Cristiano Ronaldo está na mira do Al-Nassr . Após deixar o Manchester United , o astro português, de acordo o jornal Marca , tem acordo fechado com o clube saudita até 2025 . Segundo a publicação, o acordo renderia nada menos do que 200 milhões de euros (cerca de R$ 1 bilhão) por ano ao craque entre salários e acordos publicitários.

No entanto, caso acerte, pode encontrar problemas para receber na Arábia Saudita. O Al-Nassr possui um histórico recente de atrasos salariais, além do pagamento de transações, que incluiu jogadores e times brasileiros. E o ESPN.com.br relembra alguns dos casos polêmicos.

'Calote' no Flamengo e em jogadores brasileiros

Em 2014, o Al-Nassr acertou a contratação de Hernane ' Brocador ' , que brilhava com a camisa do Flamengo . Após três anos do negócio, o Rubro-Negro ainda não havia recebido os valores, tendo que recorrer à Fifa.

Em setembro de 2017, após três anos de briga internacional, o Fla finalmente conseguiu que a Fifa punisse o time amarelo. No entanto, somente em maio de 2018 que o clube carioca recebeu o pagamento de 5 milhões de euros, equivalentes a R$ 21,6 milhões.

Em 2018, o ESPN.com.br conversou com alguns atletas brasileiros que passaram pelo Al Nassr e as opiniões foram unânimes: jogar na equipe árabe é uma 'fria' sob a ótica financeira.

Foi o caso, por exemplo, do meia Rafael Bastos , revelado pelo Cruzeiro e com passagens por times como Vitória , Figueirense , Chapecoense e América-MG .

"É um clube gigante, muito importante na Arábia Saudita. Tem uma torcida fantástica e uma estrutura de trabalho boa. Só que tive um problema sério com pagamento lá" , contou o armador, que pendurou as chuteiras em 2020.

Durante o processo de saída do Al-Nassr, aliás, o brasileiro ficou "preso" na Arábia Saudita, já que precisava da liberação do presidente do time para poder deixar o país. Depois de recorrer até à Embaixada do Brasil, ele se livrou na Fifa e saiu.

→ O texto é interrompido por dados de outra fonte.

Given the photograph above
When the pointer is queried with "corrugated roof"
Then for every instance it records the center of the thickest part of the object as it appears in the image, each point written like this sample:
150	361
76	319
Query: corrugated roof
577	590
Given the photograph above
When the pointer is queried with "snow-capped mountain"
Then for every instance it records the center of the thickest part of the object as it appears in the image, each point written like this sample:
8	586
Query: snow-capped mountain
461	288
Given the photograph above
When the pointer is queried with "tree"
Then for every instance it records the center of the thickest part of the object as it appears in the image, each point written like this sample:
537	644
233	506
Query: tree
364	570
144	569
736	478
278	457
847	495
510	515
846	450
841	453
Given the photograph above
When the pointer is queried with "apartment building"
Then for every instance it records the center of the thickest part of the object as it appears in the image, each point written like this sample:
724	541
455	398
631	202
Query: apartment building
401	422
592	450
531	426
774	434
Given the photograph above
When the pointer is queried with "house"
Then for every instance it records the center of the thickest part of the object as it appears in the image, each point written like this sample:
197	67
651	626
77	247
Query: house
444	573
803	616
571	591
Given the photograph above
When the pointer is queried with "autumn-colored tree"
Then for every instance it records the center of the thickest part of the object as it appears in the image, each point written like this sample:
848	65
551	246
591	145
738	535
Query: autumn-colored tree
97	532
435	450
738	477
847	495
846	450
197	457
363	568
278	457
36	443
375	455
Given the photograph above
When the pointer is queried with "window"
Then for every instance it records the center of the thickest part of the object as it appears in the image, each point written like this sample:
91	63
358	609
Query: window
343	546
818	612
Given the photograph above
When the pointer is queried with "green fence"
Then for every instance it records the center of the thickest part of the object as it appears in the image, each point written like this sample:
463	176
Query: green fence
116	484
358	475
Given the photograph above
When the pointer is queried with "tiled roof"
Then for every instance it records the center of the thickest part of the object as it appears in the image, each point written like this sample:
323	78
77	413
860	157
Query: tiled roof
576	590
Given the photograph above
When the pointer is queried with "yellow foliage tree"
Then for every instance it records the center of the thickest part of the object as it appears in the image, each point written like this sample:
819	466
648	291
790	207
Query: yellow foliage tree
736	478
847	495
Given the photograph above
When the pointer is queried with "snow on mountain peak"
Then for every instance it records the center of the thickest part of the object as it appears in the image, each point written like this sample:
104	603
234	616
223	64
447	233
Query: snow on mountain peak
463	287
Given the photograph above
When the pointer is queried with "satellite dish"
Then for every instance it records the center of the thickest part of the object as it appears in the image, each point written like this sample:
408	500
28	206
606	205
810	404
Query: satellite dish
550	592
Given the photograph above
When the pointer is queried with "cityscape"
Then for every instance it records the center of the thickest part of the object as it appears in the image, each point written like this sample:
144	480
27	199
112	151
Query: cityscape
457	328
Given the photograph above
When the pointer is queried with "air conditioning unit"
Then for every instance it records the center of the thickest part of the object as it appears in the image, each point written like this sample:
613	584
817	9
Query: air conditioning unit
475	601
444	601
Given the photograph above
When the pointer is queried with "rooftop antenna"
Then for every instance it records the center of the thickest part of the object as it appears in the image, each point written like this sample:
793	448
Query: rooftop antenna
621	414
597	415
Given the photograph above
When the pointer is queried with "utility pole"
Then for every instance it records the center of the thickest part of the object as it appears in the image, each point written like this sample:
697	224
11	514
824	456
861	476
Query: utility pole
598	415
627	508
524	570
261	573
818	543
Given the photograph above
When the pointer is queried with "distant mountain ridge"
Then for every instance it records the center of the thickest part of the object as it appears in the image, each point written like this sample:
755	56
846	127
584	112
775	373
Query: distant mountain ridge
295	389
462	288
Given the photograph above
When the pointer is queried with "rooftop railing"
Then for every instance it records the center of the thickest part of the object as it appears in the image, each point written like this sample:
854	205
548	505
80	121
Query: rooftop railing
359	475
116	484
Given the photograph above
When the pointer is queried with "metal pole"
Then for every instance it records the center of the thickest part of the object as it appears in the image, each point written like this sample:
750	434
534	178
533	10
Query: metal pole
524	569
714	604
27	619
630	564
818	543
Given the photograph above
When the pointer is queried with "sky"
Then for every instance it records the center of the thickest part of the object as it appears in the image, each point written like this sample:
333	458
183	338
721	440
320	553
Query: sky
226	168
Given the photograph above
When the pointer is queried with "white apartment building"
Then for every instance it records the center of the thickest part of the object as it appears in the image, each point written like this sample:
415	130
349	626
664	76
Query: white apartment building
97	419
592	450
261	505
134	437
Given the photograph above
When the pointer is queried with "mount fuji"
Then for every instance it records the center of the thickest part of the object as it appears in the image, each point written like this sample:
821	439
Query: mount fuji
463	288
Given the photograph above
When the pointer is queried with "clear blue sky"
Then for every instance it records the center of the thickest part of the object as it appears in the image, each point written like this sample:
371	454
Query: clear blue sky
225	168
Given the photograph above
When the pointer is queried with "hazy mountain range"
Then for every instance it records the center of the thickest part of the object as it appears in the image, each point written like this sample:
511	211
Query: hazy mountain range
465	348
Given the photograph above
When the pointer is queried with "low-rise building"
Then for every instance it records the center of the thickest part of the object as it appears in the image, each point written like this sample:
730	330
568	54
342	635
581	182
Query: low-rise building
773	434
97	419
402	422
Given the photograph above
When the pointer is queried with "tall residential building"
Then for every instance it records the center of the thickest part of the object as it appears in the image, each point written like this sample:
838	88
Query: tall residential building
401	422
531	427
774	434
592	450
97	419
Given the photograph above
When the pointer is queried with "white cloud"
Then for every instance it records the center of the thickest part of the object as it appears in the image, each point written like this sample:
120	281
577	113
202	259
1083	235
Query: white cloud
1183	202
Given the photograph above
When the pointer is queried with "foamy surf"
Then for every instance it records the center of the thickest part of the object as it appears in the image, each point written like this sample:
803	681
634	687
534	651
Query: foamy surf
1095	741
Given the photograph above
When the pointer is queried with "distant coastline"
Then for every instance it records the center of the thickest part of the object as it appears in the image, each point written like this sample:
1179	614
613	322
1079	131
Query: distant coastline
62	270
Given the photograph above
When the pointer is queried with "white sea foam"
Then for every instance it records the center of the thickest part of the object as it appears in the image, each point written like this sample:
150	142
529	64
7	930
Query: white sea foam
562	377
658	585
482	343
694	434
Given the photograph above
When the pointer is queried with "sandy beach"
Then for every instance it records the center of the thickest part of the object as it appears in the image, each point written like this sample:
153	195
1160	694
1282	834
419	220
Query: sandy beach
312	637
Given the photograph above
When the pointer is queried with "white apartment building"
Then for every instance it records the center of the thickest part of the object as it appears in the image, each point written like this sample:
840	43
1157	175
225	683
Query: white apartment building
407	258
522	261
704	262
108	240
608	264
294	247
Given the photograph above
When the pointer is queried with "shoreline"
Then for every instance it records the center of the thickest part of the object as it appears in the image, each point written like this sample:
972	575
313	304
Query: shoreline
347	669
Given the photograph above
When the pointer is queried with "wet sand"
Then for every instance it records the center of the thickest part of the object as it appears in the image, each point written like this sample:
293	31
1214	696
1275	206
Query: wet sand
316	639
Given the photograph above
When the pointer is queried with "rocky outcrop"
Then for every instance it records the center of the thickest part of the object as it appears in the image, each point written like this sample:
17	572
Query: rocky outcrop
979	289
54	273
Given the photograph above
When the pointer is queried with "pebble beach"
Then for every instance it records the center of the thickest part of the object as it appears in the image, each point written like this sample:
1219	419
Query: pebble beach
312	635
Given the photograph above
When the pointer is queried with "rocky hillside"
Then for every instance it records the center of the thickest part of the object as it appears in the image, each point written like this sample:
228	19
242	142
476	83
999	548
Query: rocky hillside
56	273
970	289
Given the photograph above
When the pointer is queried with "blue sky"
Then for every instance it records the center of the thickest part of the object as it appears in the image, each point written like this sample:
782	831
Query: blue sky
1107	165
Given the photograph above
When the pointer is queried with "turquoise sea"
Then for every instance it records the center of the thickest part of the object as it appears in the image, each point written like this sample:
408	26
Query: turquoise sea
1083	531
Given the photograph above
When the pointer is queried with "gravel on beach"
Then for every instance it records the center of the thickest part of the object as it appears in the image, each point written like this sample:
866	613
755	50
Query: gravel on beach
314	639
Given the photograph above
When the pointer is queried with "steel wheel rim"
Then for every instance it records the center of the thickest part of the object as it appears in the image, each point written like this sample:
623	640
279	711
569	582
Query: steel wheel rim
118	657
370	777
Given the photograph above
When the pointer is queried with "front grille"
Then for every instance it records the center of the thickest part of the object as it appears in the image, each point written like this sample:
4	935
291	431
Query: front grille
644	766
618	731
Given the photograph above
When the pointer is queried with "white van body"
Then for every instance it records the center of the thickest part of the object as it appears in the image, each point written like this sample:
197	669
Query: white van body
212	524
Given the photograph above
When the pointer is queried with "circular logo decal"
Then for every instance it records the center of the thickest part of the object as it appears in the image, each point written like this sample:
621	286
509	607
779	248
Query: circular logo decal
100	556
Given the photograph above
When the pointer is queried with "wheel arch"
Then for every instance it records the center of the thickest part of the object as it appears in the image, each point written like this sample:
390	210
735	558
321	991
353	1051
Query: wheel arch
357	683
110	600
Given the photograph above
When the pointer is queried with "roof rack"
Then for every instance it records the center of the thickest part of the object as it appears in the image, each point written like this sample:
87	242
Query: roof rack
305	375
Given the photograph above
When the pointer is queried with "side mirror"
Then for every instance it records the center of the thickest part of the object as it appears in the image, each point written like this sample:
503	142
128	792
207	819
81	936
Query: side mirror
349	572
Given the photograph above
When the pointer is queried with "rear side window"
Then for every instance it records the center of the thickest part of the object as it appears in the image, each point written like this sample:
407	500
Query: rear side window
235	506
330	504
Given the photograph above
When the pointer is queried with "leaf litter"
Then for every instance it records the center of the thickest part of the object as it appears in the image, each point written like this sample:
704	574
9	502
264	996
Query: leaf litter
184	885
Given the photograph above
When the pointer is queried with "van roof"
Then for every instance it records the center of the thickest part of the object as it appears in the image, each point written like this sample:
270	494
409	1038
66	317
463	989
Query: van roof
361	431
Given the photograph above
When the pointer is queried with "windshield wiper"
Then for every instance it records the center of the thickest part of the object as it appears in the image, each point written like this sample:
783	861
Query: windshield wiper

" Tive um problema sério , porque é lei na Arábia Saudita que quando você tira visto de trabalho e vira residente no país, você precisa da assinatura do presidente do clube para sair, e eles não queriam dar essa assinatura , porque diziam que eu ainda tinha contrato. Isso tudo sendo que a Fifa já tinha me dado ganho de causa dizendo que eu estava livre."

Outro brasileiro que sofreu com a falta de pagamentos no Al-Nassr foi Éverton . O atacante, que passou pelo clube em 2014, exaltou a torcida, mas também destacou a desorganização a equipe de Riade.

" O clube é grande e tem uma torcida enorme e muito calorosa, fanática mesmo. Fica numa cidade muito boa, acredito que uma das melhores do país. Mas também é desorganizado e não cumpre as promessas ", disparou.

'O time é muito esculhambado'

Mesmo após pagar o Flamengo em 2018, o Al-Nassr seguia com a mesma política de atrasos, chegando até a sofrer punições esportivas e ficar de fora da Champions da Ásia.

De acordo com uma fonte com trânsito na equipe, os atrasos chegavam a cinco meses, e diversos jogadores já manifestaram interesse em deixar o clube assim que possível.

" O time é muito esculhambado. É a maior 'roubada' ir jogar lá. É só pesquisar um pouco na internet que você acha tudo! ", salientou.

Em outubro de 2017, a agremiação foi punida pela AFC (Confederação Asiática de Futebol) de disputar a Liga dos Campeões da Ásia, devido aos atrasos salariais e também aos calotes dados em vários clubes espalhados pelo mundo, como o Flamengo. Com isso, foi excluída da mais importante competição do continente, mesmo tendo se classificado por ter terminado a liga nacional da temporada anterior no 3º posto.